QUESTION :
Comment s’appelle la femme qu’épouse Kevin Costner dans DANSE AVEC LES LOUPS ? [Dans la version
française]
QUESTION :
Comment s’appelle la femme qu’épouse Kevin Costner dans DANSE AVEC LES LOUPS ? [Dans la version
française]
Reprenons depuis le début.
Au commencement, il n’y avait rien. Non, peut-être pas jusque-là quand même !
D’abord, je n’aime pas le personnage. Une sorte d’improbable Maître Vergès (même si j’adore Maître Vergès ; lui et moi nous cachons derrière le même sourire) à l’allure rogue et aux intonations perfides. Et puis, que voulez-vous, c’est plus fort que moi, je ne supporte pas que l’on emploie l’expression « forces de progrès » comme Pascal Sevran parlerait de « la bite des nègres ». Il n’est plus temps de discuter de ses prises d’opinion, même de la valeur de ces idées. Au-delà de la question morale, c’est son élévation d’icône théophage qui scelle la discrimination à l’appartenance. Qu’elle soit partagée ou non. Son principe doctrinal l’en empêche. Tout comme, chez les néoplatoniciens et les gnostiques, l’éon est « l’ensemble des puissances éternelles émanées de l’être et rendant possible son action sur les choses » dixit le petit Robert ou la grande Larousse.
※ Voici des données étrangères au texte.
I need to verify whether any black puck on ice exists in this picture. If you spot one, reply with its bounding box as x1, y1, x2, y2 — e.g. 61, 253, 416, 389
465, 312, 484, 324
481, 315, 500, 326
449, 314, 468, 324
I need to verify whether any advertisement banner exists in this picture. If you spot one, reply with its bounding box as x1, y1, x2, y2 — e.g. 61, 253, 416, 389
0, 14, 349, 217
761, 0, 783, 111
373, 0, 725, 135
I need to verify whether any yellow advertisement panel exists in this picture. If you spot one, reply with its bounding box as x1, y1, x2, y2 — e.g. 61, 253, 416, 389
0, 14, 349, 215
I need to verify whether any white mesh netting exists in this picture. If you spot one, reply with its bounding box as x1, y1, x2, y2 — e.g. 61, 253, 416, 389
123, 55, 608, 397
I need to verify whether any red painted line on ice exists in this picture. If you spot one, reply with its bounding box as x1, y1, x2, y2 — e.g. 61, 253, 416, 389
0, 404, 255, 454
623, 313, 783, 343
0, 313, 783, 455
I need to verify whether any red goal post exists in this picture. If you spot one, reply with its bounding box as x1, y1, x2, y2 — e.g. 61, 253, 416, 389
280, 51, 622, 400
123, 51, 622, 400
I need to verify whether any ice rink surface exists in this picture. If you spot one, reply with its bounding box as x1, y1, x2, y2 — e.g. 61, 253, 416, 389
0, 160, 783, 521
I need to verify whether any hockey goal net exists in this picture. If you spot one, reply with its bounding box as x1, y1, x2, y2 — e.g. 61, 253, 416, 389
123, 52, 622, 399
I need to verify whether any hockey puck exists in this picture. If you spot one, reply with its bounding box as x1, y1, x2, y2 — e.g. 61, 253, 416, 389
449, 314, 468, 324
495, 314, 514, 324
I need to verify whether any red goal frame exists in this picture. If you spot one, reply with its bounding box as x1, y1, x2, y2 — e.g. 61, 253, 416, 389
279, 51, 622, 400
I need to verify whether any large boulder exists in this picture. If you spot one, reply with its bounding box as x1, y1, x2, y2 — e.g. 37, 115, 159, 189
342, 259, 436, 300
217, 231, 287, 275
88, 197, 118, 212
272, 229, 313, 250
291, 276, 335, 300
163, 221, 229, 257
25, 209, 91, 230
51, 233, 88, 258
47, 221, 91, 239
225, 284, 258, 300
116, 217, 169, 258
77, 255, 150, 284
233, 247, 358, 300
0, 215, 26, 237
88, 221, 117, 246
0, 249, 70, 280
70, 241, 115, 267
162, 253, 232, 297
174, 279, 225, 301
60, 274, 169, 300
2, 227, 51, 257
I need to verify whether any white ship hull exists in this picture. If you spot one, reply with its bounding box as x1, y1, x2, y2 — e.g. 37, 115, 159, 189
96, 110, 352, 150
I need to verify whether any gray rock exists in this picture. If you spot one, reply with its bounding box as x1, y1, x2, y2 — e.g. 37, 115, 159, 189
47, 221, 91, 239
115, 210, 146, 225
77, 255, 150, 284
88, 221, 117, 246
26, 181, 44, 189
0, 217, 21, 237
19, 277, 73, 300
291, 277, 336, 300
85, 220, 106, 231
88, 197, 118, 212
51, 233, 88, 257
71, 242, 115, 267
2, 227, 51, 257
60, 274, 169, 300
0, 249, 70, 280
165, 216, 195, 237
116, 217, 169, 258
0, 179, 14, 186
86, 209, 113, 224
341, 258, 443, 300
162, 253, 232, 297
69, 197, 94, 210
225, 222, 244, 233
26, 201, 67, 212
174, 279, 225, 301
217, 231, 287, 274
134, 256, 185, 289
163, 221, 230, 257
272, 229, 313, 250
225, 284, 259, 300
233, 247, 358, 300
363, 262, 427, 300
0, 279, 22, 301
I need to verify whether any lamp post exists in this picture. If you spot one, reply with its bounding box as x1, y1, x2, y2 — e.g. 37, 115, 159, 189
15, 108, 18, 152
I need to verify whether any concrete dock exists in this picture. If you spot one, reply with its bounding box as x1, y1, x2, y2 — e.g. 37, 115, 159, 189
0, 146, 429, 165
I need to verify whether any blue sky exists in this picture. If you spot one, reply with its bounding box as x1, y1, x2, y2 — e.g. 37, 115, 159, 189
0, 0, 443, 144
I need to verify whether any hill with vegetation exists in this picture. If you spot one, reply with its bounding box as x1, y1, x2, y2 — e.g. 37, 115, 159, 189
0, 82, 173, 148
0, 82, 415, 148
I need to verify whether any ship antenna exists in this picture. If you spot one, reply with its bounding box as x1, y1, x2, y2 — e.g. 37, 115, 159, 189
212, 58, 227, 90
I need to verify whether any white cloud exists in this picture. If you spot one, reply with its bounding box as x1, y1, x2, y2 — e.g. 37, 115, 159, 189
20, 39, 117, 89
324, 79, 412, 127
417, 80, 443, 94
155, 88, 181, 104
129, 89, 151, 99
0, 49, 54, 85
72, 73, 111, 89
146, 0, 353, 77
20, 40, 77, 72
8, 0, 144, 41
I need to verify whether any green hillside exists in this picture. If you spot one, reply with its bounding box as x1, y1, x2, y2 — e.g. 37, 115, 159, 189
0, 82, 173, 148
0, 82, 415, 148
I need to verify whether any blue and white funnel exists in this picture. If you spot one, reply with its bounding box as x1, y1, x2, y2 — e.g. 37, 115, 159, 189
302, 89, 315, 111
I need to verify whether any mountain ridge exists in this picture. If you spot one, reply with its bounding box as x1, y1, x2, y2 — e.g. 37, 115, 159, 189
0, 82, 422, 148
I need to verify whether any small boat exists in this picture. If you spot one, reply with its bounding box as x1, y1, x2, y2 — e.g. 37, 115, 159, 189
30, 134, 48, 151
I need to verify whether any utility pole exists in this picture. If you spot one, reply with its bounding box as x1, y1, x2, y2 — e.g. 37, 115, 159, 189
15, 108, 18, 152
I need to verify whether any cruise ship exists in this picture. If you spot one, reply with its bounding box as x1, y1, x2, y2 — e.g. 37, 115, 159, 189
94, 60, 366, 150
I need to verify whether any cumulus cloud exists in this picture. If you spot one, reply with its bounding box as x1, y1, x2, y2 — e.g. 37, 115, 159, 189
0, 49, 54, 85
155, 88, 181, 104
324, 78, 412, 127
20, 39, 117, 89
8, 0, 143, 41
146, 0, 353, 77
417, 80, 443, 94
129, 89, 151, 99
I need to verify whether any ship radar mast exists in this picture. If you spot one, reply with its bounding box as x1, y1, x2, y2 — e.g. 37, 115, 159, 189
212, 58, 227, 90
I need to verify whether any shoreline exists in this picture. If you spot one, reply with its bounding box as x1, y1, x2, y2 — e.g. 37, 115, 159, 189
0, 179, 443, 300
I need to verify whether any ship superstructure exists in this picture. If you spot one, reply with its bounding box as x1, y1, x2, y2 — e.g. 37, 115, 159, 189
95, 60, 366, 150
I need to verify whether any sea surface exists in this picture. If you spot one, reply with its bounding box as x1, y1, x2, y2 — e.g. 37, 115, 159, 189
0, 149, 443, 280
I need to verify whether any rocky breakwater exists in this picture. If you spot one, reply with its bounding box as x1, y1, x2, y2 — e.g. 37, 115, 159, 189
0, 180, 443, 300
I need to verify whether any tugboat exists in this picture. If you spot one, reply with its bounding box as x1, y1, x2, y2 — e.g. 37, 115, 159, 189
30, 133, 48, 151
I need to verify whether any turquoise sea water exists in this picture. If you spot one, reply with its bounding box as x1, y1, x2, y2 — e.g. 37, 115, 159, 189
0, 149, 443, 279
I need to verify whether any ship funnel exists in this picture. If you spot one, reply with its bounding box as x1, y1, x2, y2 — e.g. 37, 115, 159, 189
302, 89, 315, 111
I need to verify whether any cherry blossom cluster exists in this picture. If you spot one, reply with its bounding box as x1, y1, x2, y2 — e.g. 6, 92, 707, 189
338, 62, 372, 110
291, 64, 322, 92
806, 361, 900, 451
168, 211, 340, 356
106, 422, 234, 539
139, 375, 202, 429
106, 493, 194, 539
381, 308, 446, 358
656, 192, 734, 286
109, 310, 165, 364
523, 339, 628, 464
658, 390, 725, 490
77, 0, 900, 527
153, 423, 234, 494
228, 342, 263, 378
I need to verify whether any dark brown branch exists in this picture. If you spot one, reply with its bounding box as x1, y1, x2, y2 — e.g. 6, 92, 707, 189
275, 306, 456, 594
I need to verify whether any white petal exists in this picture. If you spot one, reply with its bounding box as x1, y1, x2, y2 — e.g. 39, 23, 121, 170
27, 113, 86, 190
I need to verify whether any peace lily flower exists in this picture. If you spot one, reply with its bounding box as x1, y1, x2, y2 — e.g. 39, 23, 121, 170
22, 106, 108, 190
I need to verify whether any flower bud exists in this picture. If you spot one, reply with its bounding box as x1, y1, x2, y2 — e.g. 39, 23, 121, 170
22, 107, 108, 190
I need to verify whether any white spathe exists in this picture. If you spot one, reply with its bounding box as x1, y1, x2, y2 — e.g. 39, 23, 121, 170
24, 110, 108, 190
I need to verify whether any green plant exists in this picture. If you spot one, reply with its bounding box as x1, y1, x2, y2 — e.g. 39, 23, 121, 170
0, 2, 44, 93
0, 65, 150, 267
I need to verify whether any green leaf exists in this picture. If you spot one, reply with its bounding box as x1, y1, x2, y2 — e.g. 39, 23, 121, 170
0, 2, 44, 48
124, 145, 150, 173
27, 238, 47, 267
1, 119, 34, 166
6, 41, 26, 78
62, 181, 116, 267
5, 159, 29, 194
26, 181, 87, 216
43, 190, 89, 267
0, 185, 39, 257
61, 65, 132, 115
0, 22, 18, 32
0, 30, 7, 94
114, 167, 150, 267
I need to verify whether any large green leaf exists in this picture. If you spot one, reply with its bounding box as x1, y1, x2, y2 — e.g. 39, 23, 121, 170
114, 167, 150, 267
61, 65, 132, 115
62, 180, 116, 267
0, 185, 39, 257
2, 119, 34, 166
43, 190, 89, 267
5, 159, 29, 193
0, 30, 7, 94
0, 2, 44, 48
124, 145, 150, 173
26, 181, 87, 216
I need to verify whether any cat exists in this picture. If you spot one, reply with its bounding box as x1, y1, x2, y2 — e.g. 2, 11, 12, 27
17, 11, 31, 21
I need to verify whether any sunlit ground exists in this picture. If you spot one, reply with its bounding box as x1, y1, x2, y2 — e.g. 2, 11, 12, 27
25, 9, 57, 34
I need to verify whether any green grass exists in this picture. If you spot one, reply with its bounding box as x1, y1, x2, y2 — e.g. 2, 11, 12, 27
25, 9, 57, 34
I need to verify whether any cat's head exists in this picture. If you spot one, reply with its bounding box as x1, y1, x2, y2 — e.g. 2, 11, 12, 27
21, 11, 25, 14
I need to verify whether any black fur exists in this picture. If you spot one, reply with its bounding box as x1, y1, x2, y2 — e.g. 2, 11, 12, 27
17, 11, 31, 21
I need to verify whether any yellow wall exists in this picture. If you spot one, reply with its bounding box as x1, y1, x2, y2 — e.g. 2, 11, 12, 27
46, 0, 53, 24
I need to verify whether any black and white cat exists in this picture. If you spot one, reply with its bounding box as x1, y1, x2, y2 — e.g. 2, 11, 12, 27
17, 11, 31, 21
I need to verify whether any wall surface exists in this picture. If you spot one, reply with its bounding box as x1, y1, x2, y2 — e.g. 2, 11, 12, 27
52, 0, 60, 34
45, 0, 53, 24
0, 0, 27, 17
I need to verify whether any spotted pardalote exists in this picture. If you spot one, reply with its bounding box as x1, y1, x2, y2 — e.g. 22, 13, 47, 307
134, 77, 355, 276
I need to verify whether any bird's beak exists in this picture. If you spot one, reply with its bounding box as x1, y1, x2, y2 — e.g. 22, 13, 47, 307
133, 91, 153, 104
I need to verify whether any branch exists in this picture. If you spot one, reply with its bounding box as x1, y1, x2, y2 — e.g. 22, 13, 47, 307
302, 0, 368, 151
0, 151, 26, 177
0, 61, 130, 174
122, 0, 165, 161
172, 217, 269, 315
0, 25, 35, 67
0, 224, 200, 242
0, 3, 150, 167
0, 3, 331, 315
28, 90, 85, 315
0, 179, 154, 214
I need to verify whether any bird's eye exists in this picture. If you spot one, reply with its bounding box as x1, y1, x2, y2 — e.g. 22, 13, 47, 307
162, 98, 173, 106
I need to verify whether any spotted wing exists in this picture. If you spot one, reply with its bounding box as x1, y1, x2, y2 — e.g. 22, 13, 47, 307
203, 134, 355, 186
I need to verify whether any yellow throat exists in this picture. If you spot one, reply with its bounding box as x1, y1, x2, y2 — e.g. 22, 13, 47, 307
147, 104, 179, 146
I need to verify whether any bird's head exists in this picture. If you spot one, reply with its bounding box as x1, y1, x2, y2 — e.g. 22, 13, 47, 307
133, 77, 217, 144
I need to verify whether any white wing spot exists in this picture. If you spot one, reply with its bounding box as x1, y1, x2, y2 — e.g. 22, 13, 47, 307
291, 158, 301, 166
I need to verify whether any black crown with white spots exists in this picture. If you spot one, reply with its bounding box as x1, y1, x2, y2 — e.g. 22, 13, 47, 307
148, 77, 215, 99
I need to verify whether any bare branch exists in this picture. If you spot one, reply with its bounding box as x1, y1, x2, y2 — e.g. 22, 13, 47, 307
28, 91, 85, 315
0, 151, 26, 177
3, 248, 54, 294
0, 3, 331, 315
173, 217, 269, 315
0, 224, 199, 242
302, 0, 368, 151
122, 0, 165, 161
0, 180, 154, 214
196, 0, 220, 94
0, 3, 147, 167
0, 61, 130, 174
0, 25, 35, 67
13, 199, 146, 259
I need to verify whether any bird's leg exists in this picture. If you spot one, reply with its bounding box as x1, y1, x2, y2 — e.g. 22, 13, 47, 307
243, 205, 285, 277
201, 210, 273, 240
J’en reviens donc à ce qui fait débat.
C’est comme d’affirmer que le briquet a été inventé avant les allumettes. J’ai trop saigné sur les Gibson pour perdre mon temps à fureter avec mon ami Google sur des sites où d’obscurs texans mettent en ligne des photographies de prothèses corporelles, ou encore ce site de Russie septentrionale où chaque internaute échafaude toute une série de théories pour essayer de répondre à l’angoissante question : « Pourquoi dit-on que les murs ont des oreilles alors que c’est aux portes qu’on écoute ? » Autre exemple de site inintéressant : http://minouland.org (à ne pas confondre avec http://minouland.com).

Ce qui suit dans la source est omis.